Negotiation research you can use: When anchoring isn’t effective

By — on / Negotiation Briefings Articles

Should you make the first offer in a negotiation? In most cases, yes, abundant research suggests. In single-issue negotiations centered on price or another figure, the party who moves first typically benefits by anchoring the discussion on her offer.

A new study by professor David D. Loschelder of Saarland University in Germany and his colleagues identifies an exception to this rule. When parties are negotiating multiple issues, a negotiator who identifies a so-called compatible issue when making the first offer loses the advantage of moving first. A compatible issue is one on which parties have the same preference, such as a recruiter and job candidate who both want the candidate to work in Chicago, not New York.

In one experiment, pairs of participants played CFOs negotiating the sale of a pharmaceutical plant from one company to the other. The participant who made the first offer came out ahead when the offer mentioned only a sale price for the plant.
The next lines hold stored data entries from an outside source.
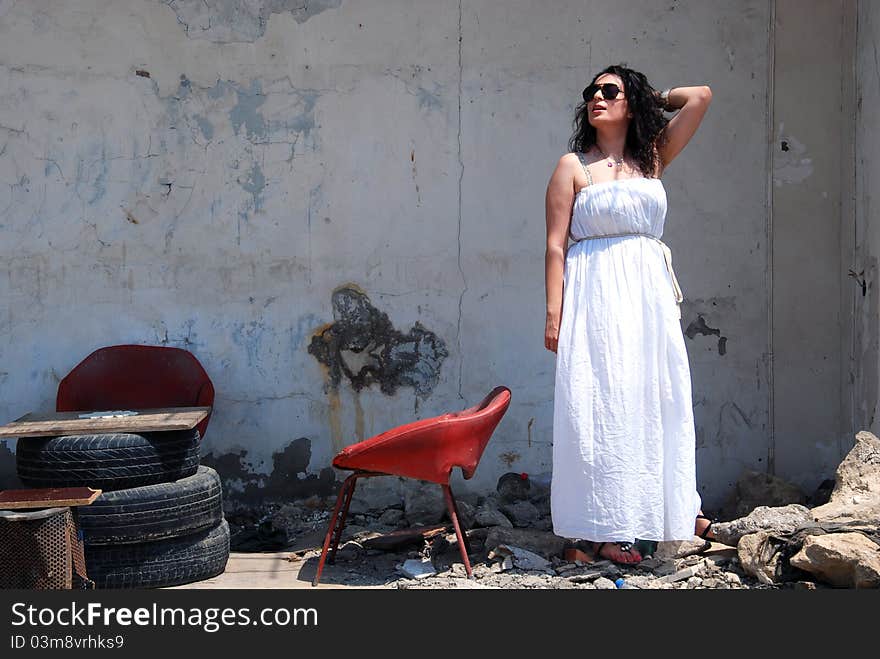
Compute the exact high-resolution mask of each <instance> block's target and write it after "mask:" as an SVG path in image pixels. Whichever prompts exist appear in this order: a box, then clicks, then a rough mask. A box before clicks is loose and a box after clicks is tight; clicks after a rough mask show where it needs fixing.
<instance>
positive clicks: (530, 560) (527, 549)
mask: <svg viewBox="0 0 880 659" xmlns="http://www.w3.org/2000/svg"><path fill="white" fill-rule="evenodd" d="M507 557H510V558H511V560H512V564H513V567H516V568H519V569H520V570H542V571H543V570H549V569H550V561H548V560H547V559H545V558H544V557H542V556H539V555H538V554H536V553H534V552H531V551H529V550H528V549H523V548H522V547H515V546H512V545H498V546H497V547H495V549H493V550H492V551H490V552H489V558H491V559H496V558H500V559H501V560H502V564H503V562H504V559H506V558H507Z"/></svg>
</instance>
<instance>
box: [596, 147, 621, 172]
mask: <svg viewBox="0 0 880 659" xmlns="http://www.w3.org/2000/svg"><path fill="white" fill-rule="evenodd" d="M596 150H597V151H598V152H599V153H601V154H602V157H603V158H605V160H613V161H614V162H613V163H612V162H609V163H608V166H609V167H614V165H615V164H616V165H617V166H618V167H623V158H620V159H617V158H611V156H609V155H607V154H606V153H605V152H604V151H603V150H602V149H600V148H599V145H598V144H597V145H596Z"/></svg>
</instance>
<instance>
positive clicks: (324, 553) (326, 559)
mask: <svg viewBox="0 0 880 659" xmlns="http://www.w3.org/2000/svg"><path fill="white" fill-rule="evenodd" d="M356 480H357V474H352V475H351V476H349V477H348V478H346V479H345V482H344V483H343V484H342V487H341V488H339V495H338V496H337V497H336V505H335V506H334V507H333V515H331V517H330V524H329V525H328V527H327V534H326V535H325V536H324V546H323V547H322V548H321V558H320V560H319V561H318V571H317V572H316V573H315V578H314V579H313V580H312V586H317V585H318V582H319V581H320V580H321V572H322V571H323V570H324V562H325V561H326V560H327V550H328V549H329V548H330V541H331V540H332V539H333V538H334V536H336V522H337V519H338V518H339V511H340V509H341V508H342V504H343V501H344V500H345V499H347V498H348V500H349V501H350V500H351V499H350V498H349V497H348V492H349V489H354V481H356ZM347 509H348V506H346V510H347ZM339 535H340V536H341V535H342V531H341V530H340V531H339ZM337 542H338V540H337Z"/></svg>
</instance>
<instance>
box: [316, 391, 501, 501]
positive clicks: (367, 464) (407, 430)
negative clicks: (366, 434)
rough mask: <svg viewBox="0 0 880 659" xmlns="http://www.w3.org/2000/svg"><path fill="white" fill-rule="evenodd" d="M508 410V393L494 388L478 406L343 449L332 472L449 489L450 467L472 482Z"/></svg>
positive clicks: (337, 459)
mask: <svg viewBox="0 0 880 659" xmlns="http://www.w3.org/2000/svg"><path fill="white" fill-rule="evenodd" d="M509 405H510V389H508V388H507V387H496V388H495V389H493V390H492V391H491V392H490V393H489V395H487V396H486V397H485V398H484V399H483V400H482V401H481V402H480V403H479V404H477V405H474V406H473V407H470V408H468V409H466V410H462V411H461V412H456V413H452V414H443V415H442V416H437V417H433V418H431V419H423V420H421V421H415V422H413V423H408V424H406V425H403V426H398V427H397V428H394V429H392V430H388V431H386V432H384V433H382V434H381V435H376V436H375V437H372V438H370V439H366V440H364V441H362V442H358V443H357V444H353V445H352V446H349V447H347V448H345V449H343V450H342V451H341V452H340V453H339V454H338V455H337V456H336V457H335V458H334V459H333V466H335V467H339V468H341V469H362V470H364V471H373V472H378V473H384V474H396V475H398V476H407V477H409V478H418V479H420V480H425V481H431V482H433V483H441V484H444V483H448V482H449V474H450V473H451V471H452V468H453V467H460V468H461V471H462V474H463V475H464V477H465V478H471V477H472V476H473V475H474V471H476V469H477V464H479V462H480V458H481V457H482V455H483V451H484V450H485V448H486V444H488V443H489V438H490V437H492V433H493V432H494V431H495V428H496V426H497V425H498V423H499V422H500V421H501V417H503V416H504V413H505V412H506V411H507V407H508V406H509Z"/></svg>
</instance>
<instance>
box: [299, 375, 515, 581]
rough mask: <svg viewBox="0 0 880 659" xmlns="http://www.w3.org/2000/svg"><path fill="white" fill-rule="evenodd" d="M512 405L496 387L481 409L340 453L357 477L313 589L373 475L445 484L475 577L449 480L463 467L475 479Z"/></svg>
mask: <svg viewBox="0 0 880 659" xmlns="http://www.w3.org/2000/svg"><path fill="white" fill-rule="evenodd" d="M508 405H510V389H508V388H507V387H495V389H493V390H492V391H491V392H490V393H489V395H488V396H486V397H485V398H484V399H483V400H482V401H481V402H480V403H479V404H478V405H475V406H473V407H469V408H468V409H466V410H462V411H461V412H454V413H450V414H443V415H441V416H437V417H433V418H431V419H423V420H421V421H415V422H413V423H408V424H406V425H403V426H398V427H397V428H394V429H392V430H388V431H386V432H384V433H382V434H381V435H376V436H375V437H371V438H370V439H365V440H364V441H362V442H358V443H357V444H353V445H351V446H349V447H347V448H345V449H343V450H342V451H340V452H339V453H338V454H337V455H336V457H335V458H333V466H334V467H336V468H337V469H348V470H353V471H354V473H353V474H351V475H350V476H349V477H348V478H346V479H345V482H344V483H343V484H342V487H341V488H340V490H339V496H338V497H337V499H336V506H335V507H334V509H333V515H332V517H331V518H330V525H329V527H328V529H327V535H326V536H325V537H324V546H323V548H322V550H321V559H320V561H319V562H318V572H317V574H315V579H314V581H313V582H312V585H313V586H317V585H318V582H319V581H320V579H321V571H322V570H323V569H324V562H325V561H326V560H327V559H328V555H327V554H328V550H329V554H330V555H329V562H330V563H333V559H334V557H335V555H336V549H337V547H338V546H339V539H340V537H341V536H342V529H343V527H344V526H345V517H346V515H347V513H348V506H349V504H350V503H351V497H352V495H353V494H354V488H355V485H356V484H357V479H358V478H368V477H371V476H405V477H408V478H417V479H419V480H425V481H430V482H432V483H438V484H440V486H441V487H442V488H443V495H444V497H445V499H446V508H447V511H448V512H449V518H450V519H451V520H452V525H453V526H454V527H455V535H456V537H457V538H458V547H459V550H460V551H461V557H462V560H463V561H464V566H465V570H466V571H467V575H468V577H470V576H471V563H470V560H469V559H468V553H469V552H470V547H469V546H468V542H467V536H465V535H464V534H463V533H462V531H461V526H460V524H459V521H458V509H457V507H456V505H455V498H454V497H453V496H452V490H451V489H450V487H449V476H450V474H451V473H452V469H453V467H460V468H461V471H462V474H463V476H464V477H465V478H471V477H472V476H473V475H474V472H475V471H476V469H477V464H479V462H480V457H482V455H483V451H484V450H485V448H486V444H488V443H489V438H490V437H491V436H492V433H493V432H494V431H495V428H496V426H497V425H498V423H499V421H501V417H503V416H504V413H505V412H506V411H507V407H508ZM337 522H338V524H337Z"/></svg>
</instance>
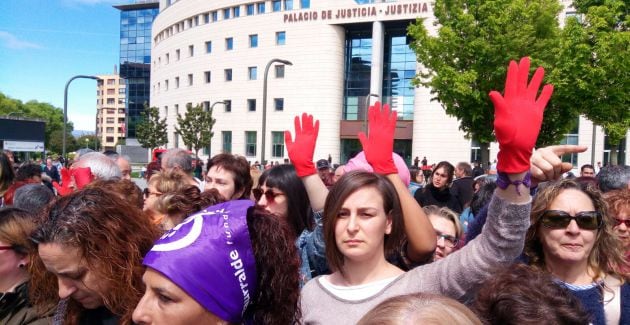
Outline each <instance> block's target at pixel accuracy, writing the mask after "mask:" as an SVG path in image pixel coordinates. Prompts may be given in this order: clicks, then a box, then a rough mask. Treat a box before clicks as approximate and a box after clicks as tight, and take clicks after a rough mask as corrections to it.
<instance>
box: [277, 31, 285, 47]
mask: <svg viewBox="0 0 630 325" xmlns="http://www.w3.org/2000/svg"><path fill="white" fill-rule="evenodd" d="M285 43H286V32H276V45H284V44H285Z"/></svg>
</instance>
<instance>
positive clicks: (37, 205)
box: [13, 184, 55, 213]
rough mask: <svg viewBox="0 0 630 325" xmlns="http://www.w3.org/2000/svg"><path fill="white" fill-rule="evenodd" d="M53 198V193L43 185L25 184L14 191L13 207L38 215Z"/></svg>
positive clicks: (44, 185)
mask: <svg viewBox="0 0 630 325" xmlns="http://www.w3.org/2000/svg"><path fill="white" fill-rule="evenodd" d="M54 198H55V195H54V194H53V192H52V191H51V190H50V189H49V188H48V187H46V186H45V185H42V184H26V185H24V186H21V187H20V188H18V189H17V190H15V195H14V196H13V206H14V207H16V208H21V209H24V210H27V211H29V212H31V213H38V212H40V211H41V210H42V209H43V208H44V207H45V206H46V205H48V203H50V201H52V200H53V199H54Z"/></svg>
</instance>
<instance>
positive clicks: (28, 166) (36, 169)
mask: <svg viewBox="0 0 630 325" xmlns="http://www.w3.org/2000/svg"><path fill="white" fill-rule="evenodd" d="M33 176H42V167H41V166H39V165H37V164H24V165H22V166H20V168H18V170H17V173H16V174H15V180H16V181H25V180H28V179H30V178H32V177H33Z"/></svg>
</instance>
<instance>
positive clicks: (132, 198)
mask: <svg viewBox="0 0 630 325" xmlns="http://www.w3.org/2000/svg"><path fill="white" fill-rule="evenodd" d="M86 187H89V188H100V189H102V190H105V191H107V192H109V193H113V194H116V195H118V197H119V198H120V199H122V200H126V201H127V202H129V203H130V204H131V205H133V206H135V207H137V208H139V209H142V206H143V205H144V198H143V197H142V190H141V189H140V188H139V187H138V185H136V183H134V182H132V181H130V180H126V179H116V178H114V179H101V178H97V179H96V180H94V181H93V182H92V183H90V184H88V185H86Z"/></svg>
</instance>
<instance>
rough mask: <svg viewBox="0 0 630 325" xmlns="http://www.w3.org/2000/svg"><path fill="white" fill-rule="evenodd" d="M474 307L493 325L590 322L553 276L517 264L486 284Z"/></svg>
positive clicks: (574, 323) (584, 314)
mask: <svg viewBox="0 0 630 325" xmlns="http://www.w3.org/2000/svg"><path fill="white" fill-rule="evenodd" d="M472 307H473V310H474V311H475V312H476V313H477V315H478V316H479V317H480V318H482V320H485V322H486V323H487V324H491V325H494V324H497V325H498V324H501V325H503V324H567V325H569V324H588V323H589V322H590V319H589V314H588V313H586V312H585V311H584V309H583V308H582V305H581V304H580V302H579V301H578V300H577V299H576V298H575V297H574V296H573V295H572V294H570V293H569V292H568V291H567V290H566V289H564V288H562V287H560V285H558V284H556V283H554V281H553V279H552V278H551V276H550V275H549V274H547V273H545V272H541V271H538V270H536V269H534V268H532V267H530V266H527V265H523V264H514V265H512V266H511V267H509V268H507V269H505V270H503V271H502V272H501V273H500V274H499V275H497V276H495V277H493V278H490V279H489V280H488V281H486V282H485V283H484V284H483V285H482V286H481V289H480V290H479V292H478V293H477V299H476V301H475V302H474V304H473V306H472Z"/></svg>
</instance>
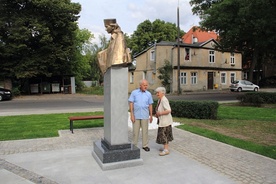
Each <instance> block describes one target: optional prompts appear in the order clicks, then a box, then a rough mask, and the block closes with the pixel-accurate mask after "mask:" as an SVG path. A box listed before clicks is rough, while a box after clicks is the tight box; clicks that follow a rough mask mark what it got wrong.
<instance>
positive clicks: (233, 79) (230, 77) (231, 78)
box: [230, 73, 236, 82]
mask: <svg viewBox="0 0 276 184" xmlns="http://www.w3.org/2000/svg"><path fill="white" fill-rule="evenodd" d="M230 80H231V82H233V81H235V80H236V73H230Z"/></svg>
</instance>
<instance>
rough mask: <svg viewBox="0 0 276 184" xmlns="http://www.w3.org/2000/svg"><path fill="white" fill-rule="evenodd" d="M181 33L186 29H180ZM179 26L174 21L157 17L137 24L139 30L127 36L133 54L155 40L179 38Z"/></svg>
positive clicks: (170, 39) (148, 45)
mask: <svg viewBox="0 0 276 184" xmlns="http://www.w3.org/2000/svg"><path fill="white" fill-rule="evenodd" d="M180 33H181V34H180V35H183V34H184V31H180ZM177 34H178V31H177V26H176V25H175V24H173V23H169V22H165V21H162V20H159V19H156V20H155V21H153V22H150V21H149V20H146V21H144V22H142V23H141V24H139V25H138V26H137V30H136V31H134V33H133V34H132V35H131V36H130V38H128V37H127V39H126V40H127V45H128V47H129V48H130V49H131V50H132V55H136V54H138V53H139V52H141V51H143V50H144V49H146V48H148V47H149V46H150V45H152V44H154V42H160V41H172V42H175V41H176V40H177Z"/></svg>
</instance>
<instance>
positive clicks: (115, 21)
mask: <svg viewBox="0 0 276 184" xmlns="http://www.w3.org/2000/svg"><path fill="white" fill-rule="evenodd" d="M116 23H117V22H116V19H104V26H105V27H106V26H109V25H114V24H116Z"/></svg>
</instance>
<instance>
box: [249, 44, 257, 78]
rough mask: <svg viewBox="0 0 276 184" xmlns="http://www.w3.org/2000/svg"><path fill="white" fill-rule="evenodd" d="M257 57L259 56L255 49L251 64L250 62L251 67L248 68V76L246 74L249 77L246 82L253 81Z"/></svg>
mask: <svg viewBox="0 0 276 184" xmlns="http://www.w3.org/2000/svg"><path fill="white" fill-rule="evenodd" d="M258 55H259V52H258V50H257V49H255V50H254V51H253V58H252V62H251V65H250V68H249V74H248V75H249V76H248V80H249V81H251V82H252V81H253V71H254V69H255V66H256V64H257V61H258Z"/></svg>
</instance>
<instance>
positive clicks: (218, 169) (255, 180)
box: [0, 127, 276, 184]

However, when participants mentioned a compatible issue, namely the date on which the plant would be transferred, the first-offer advantage turned into a disadvantage. Why? Because those who learned that their preferences were compatible on this key issue sometimes took advantage of this information; they pretended they were actually at odds on the issue and used it to extract concessions. This was especially true for negotiators who naturally brought a “proself” (self-focused and competitive) rather than “prosocial” (cooperative and altruistic) attitude to the negotiation.

The results attest to the importance of gathering information prior to negotiating. Try to identify high-priority issues on which you and the other party share the same preferences and then exclude these issues from your first offer—and anchor with confidence.

Resource: “The First-Mover Disadvantage: The Folly of Revealing Compatible Preferences,” by David D. Loschelder, Roderick I. Swaab, Roman Trötschel, and Adam D. Galinsky. Psychological Science, 2014.